Editing an unlocked instance for a week and never saving the node type. Your scene works; every other scene still runs the old definition; and your changes live in exactly one file, unversioned. If a node shows the "unlocked" badge at the end of the day, either Save Node Type or Match Current Definition - never leave it drifting. (And the .hda file itself belongs in version control, where a bad definition save is a revert instead of a tragedy.)

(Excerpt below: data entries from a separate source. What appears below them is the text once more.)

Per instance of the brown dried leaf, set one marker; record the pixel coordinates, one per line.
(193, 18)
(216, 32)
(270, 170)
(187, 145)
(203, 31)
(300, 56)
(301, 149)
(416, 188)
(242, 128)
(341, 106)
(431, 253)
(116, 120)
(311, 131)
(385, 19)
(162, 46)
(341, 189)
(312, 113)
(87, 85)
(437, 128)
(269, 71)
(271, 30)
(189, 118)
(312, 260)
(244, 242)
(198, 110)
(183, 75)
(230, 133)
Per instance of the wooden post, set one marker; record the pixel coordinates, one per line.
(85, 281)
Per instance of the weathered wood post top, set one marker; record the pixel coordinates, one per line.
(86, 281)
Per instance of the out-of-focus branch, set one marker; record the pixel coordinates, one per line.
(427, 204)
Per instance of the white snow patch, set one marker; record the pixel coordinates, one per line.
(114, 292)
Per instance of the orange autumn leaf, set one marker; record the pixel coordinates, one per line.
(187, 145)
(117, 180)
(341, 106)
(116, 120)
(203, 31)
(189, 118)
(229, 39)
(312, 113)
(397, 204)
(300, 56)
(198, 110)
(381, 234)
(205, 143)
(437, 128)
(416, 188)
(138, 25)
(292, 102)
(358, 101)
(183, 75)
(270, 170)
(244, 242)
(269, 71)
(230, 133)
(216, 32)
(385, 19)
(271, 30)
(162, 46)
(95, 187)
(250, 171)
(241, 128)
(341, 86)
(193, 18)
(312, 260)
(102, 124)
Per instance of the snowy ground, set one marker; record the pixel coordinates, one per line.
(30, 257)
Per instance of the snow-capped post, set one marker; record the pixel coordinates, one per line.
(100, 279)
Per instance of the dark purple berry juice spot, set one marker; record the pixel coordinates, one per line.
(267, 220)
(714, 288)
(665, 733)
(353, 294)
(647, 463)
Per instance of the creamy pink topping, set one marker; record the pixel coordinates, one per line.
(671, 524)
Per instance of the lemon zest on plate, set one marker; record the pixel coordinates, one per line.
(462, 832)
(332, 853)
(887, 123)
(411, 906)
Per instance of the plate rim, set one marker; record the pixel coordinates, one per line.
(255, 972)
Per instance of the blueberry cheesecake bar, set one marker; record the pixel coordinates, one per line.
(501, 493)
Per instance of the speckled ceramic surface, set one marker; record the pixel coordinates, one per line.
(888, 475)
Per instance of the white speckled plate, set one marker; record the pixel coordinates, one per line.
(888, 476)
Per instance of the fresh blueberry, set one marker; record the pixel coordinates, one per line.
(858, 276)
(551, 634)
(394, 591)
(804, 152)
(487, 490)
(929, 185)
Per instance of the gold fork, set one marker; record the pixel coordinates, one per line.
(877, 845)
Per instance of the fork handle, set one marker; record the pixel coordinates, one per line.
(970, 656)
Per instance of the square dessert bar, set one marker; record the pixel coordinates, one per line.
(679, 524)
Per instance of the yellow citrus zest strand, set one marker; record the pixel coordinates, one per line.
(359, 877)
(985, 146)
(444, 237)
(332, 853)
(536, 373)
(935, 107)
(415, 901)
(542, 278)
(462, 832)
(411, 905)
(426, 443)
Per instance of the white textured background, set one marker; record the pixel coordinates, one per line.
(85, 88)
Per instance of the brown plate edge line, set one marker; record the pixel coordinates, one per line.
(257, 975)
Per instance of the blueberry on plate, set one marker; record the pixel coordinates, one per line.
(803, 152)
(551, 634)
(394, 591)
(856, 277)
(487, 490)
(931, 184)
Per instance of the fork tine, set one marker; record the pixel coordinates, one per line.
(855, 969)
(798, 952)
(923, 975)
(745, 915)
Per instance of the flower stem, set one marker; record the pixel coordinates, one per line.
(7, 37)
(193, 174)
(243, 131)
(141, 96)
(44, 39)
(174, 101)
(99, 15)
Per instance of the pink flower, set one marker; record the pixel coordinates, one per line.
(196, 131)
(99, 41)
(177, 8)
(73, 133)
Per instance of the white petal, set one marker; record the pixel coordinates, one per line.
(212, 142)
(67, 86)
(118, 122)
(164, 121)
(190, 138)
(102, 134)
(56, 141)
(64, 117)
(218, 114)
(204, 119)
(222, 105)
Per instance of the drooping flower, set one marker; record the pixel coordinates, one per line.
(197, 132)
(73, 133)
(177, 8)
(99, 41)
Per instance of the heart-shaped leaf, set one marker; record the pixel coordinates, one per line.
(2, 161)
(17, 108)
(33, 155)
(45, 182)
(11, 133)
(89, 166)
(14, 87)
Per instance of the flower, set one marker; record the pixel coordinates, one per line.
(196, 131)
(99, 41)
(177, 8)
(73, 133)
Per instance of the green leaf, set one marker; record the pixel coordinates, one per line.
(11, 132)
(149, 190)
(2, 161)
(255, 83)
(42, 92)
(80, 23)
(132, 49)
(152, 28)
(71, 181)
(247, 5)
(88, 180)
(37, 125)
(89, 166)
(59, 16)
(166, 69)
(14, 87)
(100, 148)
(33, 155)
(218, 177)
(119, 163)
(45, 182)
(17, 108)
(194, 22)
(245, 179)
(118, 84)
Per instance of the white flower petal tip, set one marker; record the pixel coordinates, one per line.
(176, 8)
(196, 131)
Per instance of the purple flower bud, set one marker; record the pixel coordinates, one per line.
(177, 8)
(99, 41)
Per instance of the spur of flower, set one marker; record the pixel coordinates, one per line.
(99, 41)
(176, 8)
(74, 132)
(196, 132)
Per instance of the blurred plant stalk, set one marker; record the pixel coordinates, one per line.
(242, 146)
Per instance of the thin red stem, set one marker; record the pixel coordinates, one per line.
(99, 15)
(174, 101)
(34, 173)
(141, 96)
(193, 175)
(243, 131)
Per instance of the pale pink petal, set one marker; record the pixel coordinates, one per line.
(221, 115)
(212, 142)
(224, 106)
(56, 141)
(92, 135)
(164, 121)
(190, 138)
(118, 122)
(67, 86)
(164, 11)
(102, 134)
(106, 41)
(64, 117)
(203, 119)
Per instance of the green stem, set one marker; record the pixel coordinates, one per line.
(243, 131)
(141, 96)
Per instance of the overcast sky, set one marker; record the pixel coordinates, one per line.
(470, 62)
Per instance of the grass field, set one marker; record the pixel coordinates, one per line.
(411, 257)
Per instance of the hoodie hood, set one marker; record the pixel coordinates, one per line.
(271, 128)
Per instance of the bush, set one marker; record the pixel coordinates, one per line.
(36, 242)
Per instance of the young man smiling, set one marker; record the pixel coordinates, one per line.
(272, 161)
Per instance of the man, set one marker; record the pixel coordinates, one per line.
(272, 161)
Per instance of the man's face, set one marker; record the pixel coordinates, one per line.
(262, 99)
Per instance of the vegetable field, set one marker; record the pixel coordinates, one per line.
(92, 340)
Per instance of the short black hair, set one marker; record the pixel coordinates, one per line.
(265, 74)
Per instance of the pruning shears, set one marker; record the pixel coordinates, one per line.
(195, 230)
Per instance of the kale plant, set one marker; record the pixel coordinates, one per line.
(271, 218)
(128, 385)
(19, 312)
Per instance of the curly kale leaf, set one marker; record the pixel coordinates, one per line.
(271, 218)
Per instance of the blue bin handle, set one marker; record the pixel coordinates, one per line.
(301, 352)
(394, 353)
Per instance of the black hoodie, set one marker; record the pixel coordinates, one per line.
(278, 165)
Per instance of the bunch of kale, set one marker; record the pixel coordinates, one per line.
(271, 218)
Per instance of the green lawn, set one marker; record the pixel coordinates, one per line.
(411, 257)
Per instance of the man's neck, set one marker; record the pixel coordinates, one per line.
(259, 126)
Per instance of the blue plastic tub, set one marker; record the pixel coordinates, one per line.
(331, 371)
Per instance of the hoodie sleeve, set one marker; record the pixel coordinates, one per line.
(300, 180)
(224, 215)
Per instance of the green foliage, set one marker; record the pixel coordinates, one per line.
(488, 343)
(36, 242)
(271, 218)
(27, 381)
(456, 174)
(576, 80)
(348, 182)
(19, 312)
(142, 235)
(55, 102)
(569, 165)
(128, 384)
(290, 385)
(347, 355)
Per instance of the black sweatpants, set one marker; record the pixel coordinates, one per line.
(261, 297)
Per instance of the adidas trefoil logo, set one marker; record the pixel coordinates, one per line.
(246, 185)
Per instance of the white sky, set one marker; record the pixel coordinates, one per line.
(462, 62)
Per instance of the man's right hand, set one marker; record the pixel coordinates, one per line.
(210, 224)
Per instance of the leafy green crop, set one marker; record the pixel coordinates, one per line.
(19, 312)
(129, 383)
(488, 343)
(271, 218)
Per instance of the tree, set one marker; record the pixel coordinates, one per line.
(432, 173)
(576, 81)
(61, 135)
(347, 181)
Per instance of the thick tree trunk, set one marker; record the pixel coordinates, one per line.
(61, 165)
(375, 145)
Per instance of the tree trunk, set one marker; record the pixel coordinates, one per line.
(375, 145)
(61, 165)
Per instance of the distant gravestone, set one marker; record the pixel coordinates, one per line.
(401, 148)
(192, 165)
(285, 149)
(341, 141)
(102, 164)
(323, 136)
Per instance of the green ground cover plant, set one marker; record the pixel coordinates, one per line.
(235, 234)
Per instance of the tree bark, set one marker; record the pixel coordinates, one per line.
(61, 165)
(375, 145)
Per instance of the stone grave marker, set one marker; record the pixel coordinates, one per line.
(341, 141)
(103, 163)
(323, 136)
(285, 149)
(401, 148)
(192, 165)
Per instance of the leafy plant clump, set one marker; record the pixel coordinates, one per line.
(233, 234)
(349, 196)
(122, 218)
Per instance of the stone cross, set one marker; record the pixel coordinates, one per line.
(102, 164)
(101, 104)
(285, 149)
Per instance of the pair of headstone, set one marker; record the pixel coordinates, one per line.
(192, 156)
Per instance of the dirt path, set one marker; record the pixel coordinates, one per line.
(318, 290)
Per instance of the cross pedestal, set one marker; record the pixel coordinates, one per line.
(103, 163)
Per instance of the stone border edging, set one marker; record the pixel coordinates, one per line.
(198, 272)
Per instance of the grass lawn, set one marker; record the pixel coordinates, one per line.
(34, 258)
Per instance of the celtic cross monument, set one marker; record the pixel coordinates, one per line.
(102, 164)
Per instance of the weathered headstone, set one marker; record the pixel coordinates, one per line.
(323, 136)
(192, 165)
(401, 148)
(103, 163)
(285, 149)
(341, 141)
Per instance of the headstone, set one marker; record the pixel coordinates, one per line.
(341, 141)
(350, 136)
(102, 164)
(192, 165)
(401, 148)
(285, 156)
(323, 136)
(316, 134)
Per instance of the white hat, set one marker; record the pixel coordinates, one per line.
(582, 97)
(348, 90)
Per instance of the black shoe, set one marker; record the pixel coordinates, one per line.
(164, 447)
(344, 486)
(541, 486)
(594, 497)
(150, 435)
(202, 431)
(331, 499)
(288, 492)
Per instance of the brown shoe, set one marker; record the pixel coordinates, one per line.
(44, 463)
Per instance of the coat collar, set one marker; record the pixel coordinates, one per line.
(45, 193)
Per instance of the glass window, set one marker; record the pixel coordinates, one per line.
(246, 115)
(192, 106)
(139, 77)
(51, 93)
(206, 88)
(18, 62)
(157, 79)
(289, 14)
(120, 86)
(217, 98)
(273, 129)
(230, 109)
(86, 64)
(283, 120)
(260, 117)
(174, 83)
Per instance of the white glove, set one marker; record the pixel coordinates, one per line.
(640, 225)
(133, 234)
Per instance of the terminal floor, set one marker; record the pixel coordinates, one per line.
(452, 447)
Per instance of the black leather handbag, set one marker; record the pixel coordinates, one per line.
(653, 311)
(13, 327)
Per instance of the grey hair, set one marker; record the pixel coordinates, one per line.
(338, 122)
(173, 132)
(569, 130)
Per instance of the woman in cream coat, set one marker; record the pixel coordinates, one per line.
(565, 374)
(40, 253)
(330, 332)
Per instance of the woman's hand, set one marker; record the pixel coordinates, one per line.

Versioning - The Namespace Payoff

Remember studio::rock_scatter::1.0? Here's the payoff. When a change would break existing scenes - removed parameters, different input meanings, changed defaults that alter output - don't overwrite: Type Properties -> Basic tab -> Save As, bump to ::2.0. Both versions now coexist: old scenes keep cooking with 1.0 exactly as they were lit and approved; new work gets 2.0 from the TAB menu (Houdini offers the newest by default). Safe changes - bug fixes, added parameters with harmless defaults, speedups - just save into the current version.

The judgment call in one line: "would a scene built last month look different after this change?" Yes -> new version. No -> same version. When in doubt, bump; disk space is cheaper than re-approving forty shots.

Using & Sharing HDAs

An .hda file becomes available three ways, in ascending order of professionalism:

  • Install from file: File -> Import -> Houdini Digital Asset, or drop the file into $HOME/houdiniXX.X/otls. Fine for personal tools and trying things.
  • Shared path: put your studio's otls/ folder on $HOUDINI_OTLSCAN_PATH (usually via a packages JSON). Every artist who launches Houdini gets the whole toolbox automatically - this plus version control is the standard studio setup.
  • Scripted install - for pipeline launchers and render farms:
Python - install & inspect from code
import hou

hou.hda.installFile(r"P:/studio/otls/studio.rock_scatter.1.0.hda")

# what's installed, and which definitions live in a file?
for defn in hou.hda.definitionsInFile(r"P:/studio/otls/studio.rock_scatter.1.0.hda"):
 print(defn.nodeTypeName(), "-", defn.description())

Two distribution notes worth their scars: embedded HDAs (saved inside the .hip, "Embedded" in the library dropdown) are for one-off experiments only - they silently fork from the library version and produce the "works in my scene" genre of bug. And if your tool targets engines, the same .hda loads in Unreal/Unity via Houdini Engine - your promoted parameters become editor UI there too, which quietly doubles the audience of every interface decision you made above.

Design Guidelines (The Checklist)

  • Define clear inputs and outputs - label them in Type Properties ("Base Geometry", "Guide Curves"); end the internal network at a Null named OUT.
  • Promote few, promote well - every exposed parameter is support surface. Five great controls beat twenty-five accurate ones.
  • Help tab + tooltips - fill in the Help tab in Type Properties; an HDA with real help text feels like something you can actually ship.
  • Version with namespaces - studio::tool::X.Y, bump on breaking changes, keep old versions installed.
  • Validate inputs loudly - fail with a sentence, not a cryptic downstream explosion:
VEX - input validation wrangle (Detail mode, first node inside)
int npts = npoints(0);

if (npts == 0)
 error("No input geometry. Connect a surface to input 1.");

if (!hasattrib(0, "point", "N"))
 warning("No normals on input - rocks will orient to world up.");

// stash metadata for downstream nodes
setdetailattrib(0, "_input_ptcount", npts);
HDA Best Practice

Store team HDAs in a shared $HOUDINI_PATH library under version control. Embedded HDAs are for project one-offs only. And treat the parameter interface like API surface - because scenes, scripts, and Houdini Engine sessions all depend on those names staying put.